G.K. Chesterton once commented that tradition might be defined as an extension of the franchise. It gives a vote to the most obscure of all classes, the dead. It is a democracy that includes the dead. Tradition refuses to submit to the small and arrogant oligarchy of those who merely happen to be walking around. All people who believe in equality object to certain persons being disqualified by accident of birth; tradition objects to their being disqualified by accident of death. Recently, a lady wrote asking me to write her aunt and explain the Christian teaching about the communion of saints and prayers for the dead. Her aunt’s son had been killed in an accident, and she had been dissuaded from having Masses said for her dead son. The question was: can we still pray for the dead? Well, if Chesterton is correct, and Christianity submits that he is, then we need to extend the franchise, we need to pray for the dead, both through liturgy and through private prayer.

Why? What possible good can it do? Looked at from a certain point of view, prayer for the dead can seem silly and superfluous. Why pray for the dead? To remind God to be merciful? God doesn’t need reminders. To point out to God that our loved one who died was not so bad? God already knows that. God is already as merciful as love allows, and already loves and understands our deceased loved one infinitely more deeply than we do. As a student of mine once cynically put it: “if the person we are praying for is in hell then we can’t help them, and if they are in heaven then they don’t need help!”

So why pray for the dead? For the same reason that we pray at all, we simply need to. The criticisms raised against praying for the dead might be used with equal logic against all prayer. God already knows everything; there is no need to remind God of anything. Yet God has asked us to pray, to pray always, in fact. Prayer, as we know, is not meant to change God’s heart, but ours. Thus, the first reason that we need to pray for the dead is because this prayer helps us, the living. We pray for the dead that, among other things, those of us left behind might be consoled.

As well, tied to this, we pray for the dead to assuage our own guilt, guilt about continuing to live while the other died, and guilt about our less-than-perfect relationship with the deceased. In praying for the dead, many of    the shortcomings we had in relating to them are washed clean. We pray for them because, as we believe in the doctrine of the communion of saints, there is still a vital flow of life between themselves and ourselves. Love, presence and communication reach through death. We, and they, are still in one community of life. In a real way, we can still feel each other’s hearts.

Hence, we pray for the dead to remain in communication with them. Just as we can hold someone’s hand when they are dying, and this can be an immense consolation to them, so too, figuratively but really, we can hold a person’s hand beyond death. And now, much more so than when they were alive, our communication is washed clean, the understanding is deeper, the forgiveness can be total, the perspective is wider, the anger and the shortcomings are unimportant.
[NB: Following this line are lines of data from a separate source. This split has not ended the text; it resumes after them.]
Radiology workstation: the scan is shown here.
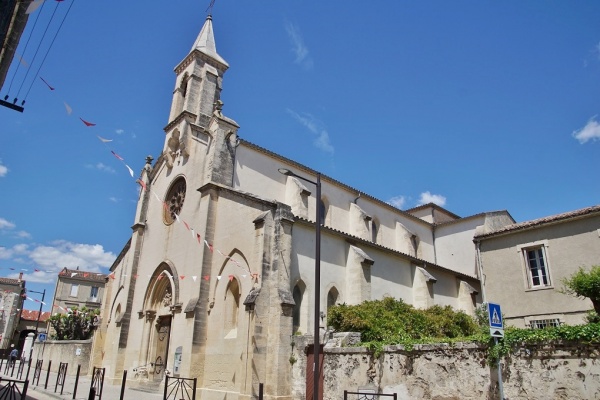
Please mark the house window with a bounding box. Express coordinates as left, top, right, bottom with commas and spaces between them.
529, 319, 561, 329
70, 284, 79, 297
524, 246, 550, 288
90, 286, 99, 300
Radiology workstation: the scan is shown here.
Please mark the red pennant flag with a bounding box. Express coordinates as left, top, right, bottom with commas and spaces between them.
40, 77, 55, 90
109, 273, 115, 279
228, 275, 234, 281
80, 118, 96, 127
180, 275, 185, 280
203, 275, 210, 281
83, 273, 89, 277
157, 275, 163, 280
196, 233, 202, 244
111, 151, 124, 160
136, 179, 147, 191
183, 221, 190, 231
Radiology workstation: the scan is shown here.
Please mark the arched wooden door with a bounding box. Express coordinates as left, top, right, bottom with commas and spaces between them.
152, 315, 172, 382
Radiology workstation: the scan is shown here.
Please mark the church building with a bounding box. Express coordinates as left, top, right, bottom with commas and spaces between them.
93, 14, 515, 400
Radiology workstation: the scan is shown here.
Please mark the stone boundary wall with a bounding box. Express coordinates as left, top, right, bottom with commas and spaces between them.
32, 339, 93, 376
291, 334, 600, 400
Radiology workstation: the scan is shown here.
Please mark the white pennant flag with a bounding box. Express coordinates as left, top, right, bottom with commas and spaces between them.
26, 0, 43, 14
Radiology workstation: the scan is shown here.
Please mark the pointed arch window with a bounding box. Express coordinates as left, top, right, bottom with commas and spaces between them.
319, 198, 327, 225
327, 287, 339, 311
371, 219, 379, 243
292, 282, 307, 334
224, 278, 240, 337
180, 73, 189, 98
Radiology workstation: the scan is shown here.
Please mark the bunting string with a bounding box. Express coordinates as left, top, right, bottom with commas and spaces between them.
17, 35, 262, 288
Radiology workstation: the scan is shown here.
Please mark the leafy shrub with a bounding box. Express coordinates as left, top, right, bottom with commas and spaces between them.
586, 310, 600, 324
561, 266, 600, 314
48, 306, 100, 340
327, 297, 479, 354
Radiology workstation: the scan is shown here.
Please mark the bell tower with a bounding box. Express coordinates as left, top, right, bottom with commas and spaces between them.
162, 15, 238, 185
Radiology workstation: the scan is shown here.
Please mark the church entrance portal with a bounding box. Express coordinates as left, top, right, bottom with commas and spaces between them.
152, 315, 172, 382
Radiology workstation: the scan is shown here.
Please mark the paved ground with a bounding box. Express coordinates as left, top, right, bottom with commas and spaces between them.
0, 361, 167, 400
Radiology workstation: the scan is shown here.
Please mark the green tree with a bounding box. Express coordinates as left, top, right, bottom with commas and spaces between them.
48, 306, 100, 340
561, 266, 600, 315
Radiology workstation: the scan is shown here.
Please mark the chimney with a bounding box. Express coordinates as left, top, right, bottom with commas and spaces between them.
18, 272, 23, 281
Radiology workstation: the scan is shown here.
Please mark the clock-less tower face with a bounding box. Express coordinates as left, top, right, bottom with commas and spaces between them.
164, 177, 186, 225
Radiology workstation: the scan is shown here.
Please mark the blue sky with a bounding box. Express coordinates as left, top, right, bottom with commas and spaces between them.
1, 1, 599, 311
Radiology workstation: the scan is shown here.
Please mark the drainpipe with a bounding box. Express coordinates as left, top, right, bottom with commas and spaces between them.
475, 240, 487, 304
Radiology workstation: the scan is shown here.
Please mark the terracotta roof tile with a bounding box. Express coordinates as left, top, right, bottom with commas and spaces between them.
20, 310, 51, 322
58, 268, 107, 282
475, 205, 600, 239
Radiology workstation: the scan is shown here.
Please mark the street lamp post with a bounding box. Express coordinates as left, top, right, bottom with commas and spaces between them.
25, 289, 45, 381
278, 168, 322, 400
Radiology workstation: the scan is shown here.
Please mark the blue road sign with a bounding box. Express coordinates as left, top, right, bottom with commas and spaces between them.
488, 303, 503, 329
37, 333, 47, 342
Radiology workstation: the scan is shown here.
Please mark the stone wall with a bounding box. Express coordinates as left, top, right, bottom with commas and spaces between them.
292, 334, 600, 400
32, 339, 93, 375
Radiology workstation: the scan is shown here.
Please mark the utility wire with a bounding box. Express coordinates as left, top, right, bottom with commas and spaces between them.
15, 0, 61, 100
5, 0, 48, 94
23, 0, 75, 102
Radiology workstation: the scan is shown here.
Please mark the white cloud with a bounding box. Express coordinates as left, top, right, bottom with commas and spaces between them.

Communication with the dead is privileged; it undercuts so much of what kept us apart.  This, we believe, not only consoles us, but also offers real strength and encouragement to the dead person. How? In the same way as loving presence to each other offers strength and consolation here in this life.

Imagine a young child learning how to swim. The child’s mother and family cannot learn for the child, but if they are present and offering encouragement, the struggle and learning are easier. Art Schopenhauer once remarked: “Anything can be borne, if it can be shared.”By praying for the dead, we share with them the adjustment to a new life (which includes the pain of letting go of this life). In our prayers for the dead, we offer encouragement and love to them as they, just born from the womb of the earth, adjust to a new life. Classically, we said that, for awhile, our loved ones who die go to purgatory. That is true, though purgatory should not be understood as a place distinct from heaven. It is rather the pain of entering heaven and of being embraced by perfect love when we ourselves are less than perfect. Love itself can be a painful experience.

From my own experience of losing my parents and others whom I love deeply, as well as from what others have shared with me, I have found that usually, after a time, we sense that we no longer need to pray for our loved ones who have died. Now we just talk with them. What was for a time a cold, hurting absence becomes a warm presence. They are still with us.